The second largest country in South America after Brazil, Argentina is located in the southeastern portion of South America where it borders the South Atlantic Ocean. Its western border with Chile runs along the rugged Andes Mountain range.
Argentina is comprised of prairies, jungles, and a sparsely populated southern plateau, known as “Patagonia.” Its climate ranges from temperate to arid to subantarctic in the southwest. The country claims sovereignty over part of Antarctica and boasts the second largest economy in South America. One third of its population lives in the capital city of Buenos Aires.
The largest ethnic group in Argentina are the Argentinian whites who are descendants of European immigrants, mostly from Italy and Spain. Between the 1870s and the 1940s, 6.6. million Europeans and Middle-Easterners migrated to Argentina. More than 60% of Argentina’s population have a least one Italian immigrant ancestor.
Reaching the “least of these” in Argentina
Other ministries have established dozens of house churches among poor ethnic minority groups like the Wichi people, considered the “the poorest of the poor,” who lack electricity, clean water, and medicine. They suffer high infant mortality rates due to malnutrition and disease.
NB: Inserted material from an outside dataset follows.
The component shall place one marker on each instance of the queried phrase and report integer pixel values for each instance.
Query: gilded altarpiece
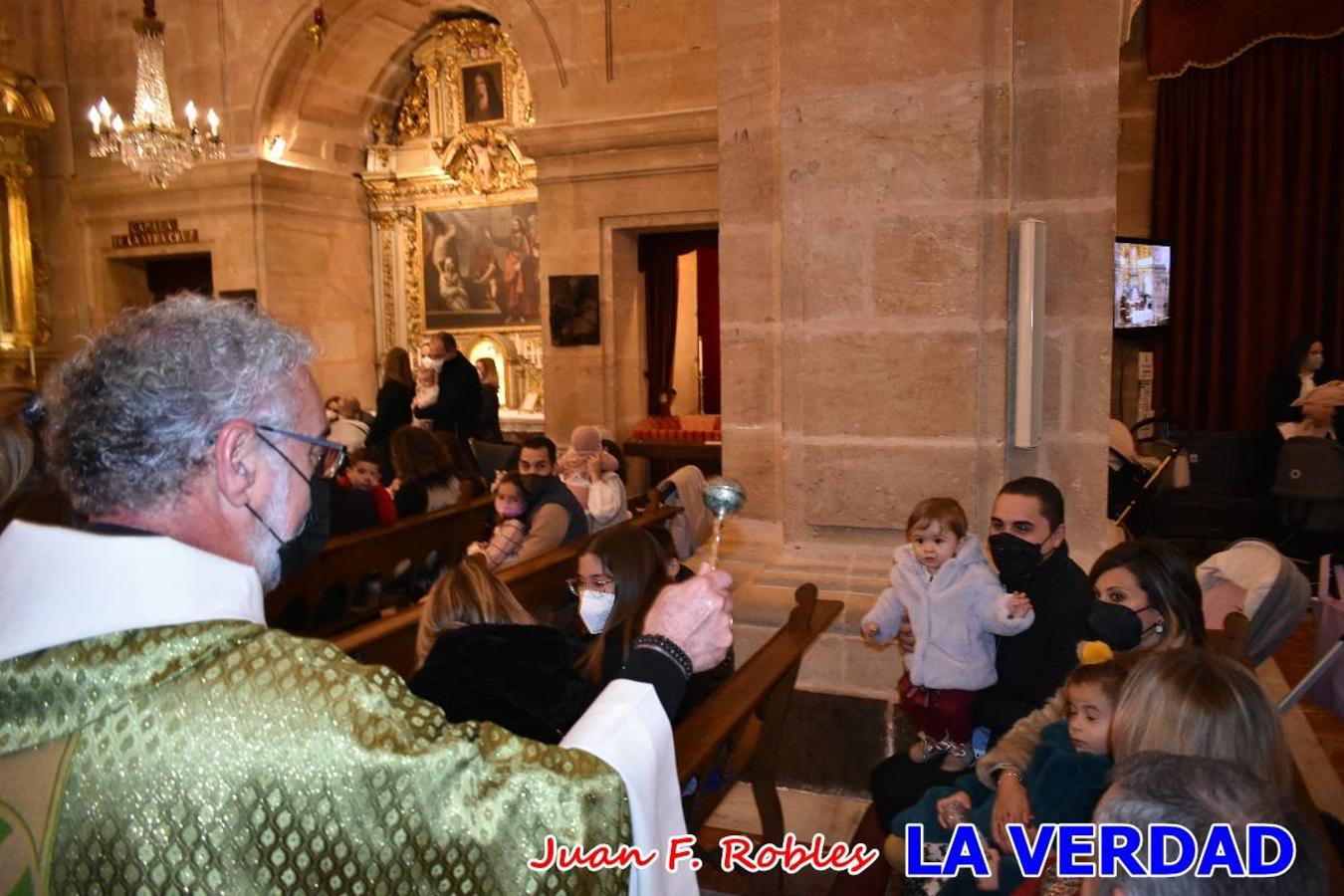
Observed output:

Secluded from society, many Wichi children die of starvation.
With assistance from Christian Aid Mission supporters, one ministry started “tent-making” businesses for Wichi believers, such as greenhouses, vegetable gardens, and brickmaking. The Wichi began selling flowers and produce in town. They started building brick houses. Before then, their houses, according to the ministry leader, “were precarious constructions of logs and branches with straw roofs without kitchens or toilets.”
With their earnings, the community built a center where children and adults can go to receive education and vocational training. “The miracle that evangelism brings about is not only in preparing people for life eternal, but also in raising their standard of living now,” the ministry leader said.
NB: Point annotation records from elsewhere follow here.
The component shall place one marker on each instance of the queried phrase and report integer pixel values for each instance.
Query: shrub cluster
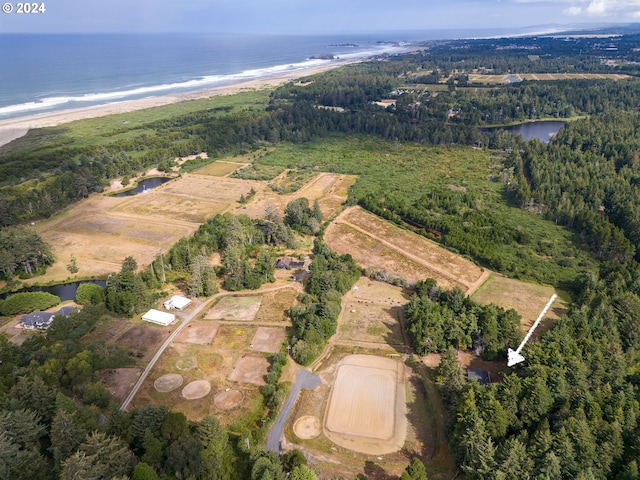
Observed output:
(27, 302)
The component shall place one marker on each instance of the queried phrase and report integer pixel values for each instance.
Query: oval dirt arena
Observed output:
(366, 409)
Indigenous ministries in Argentina request assistance to cover the costs of Bible correspondence courses and seminars to disciple and train new Wichi believers as missionaries and church-planters to their own people. In addition, they would like to provide Bibles and gospel materials to new congregations. Other needs include resources to continue running a feeding center for Wichi children where ministry workers teach children the Bible as they enjoy nutritious meals.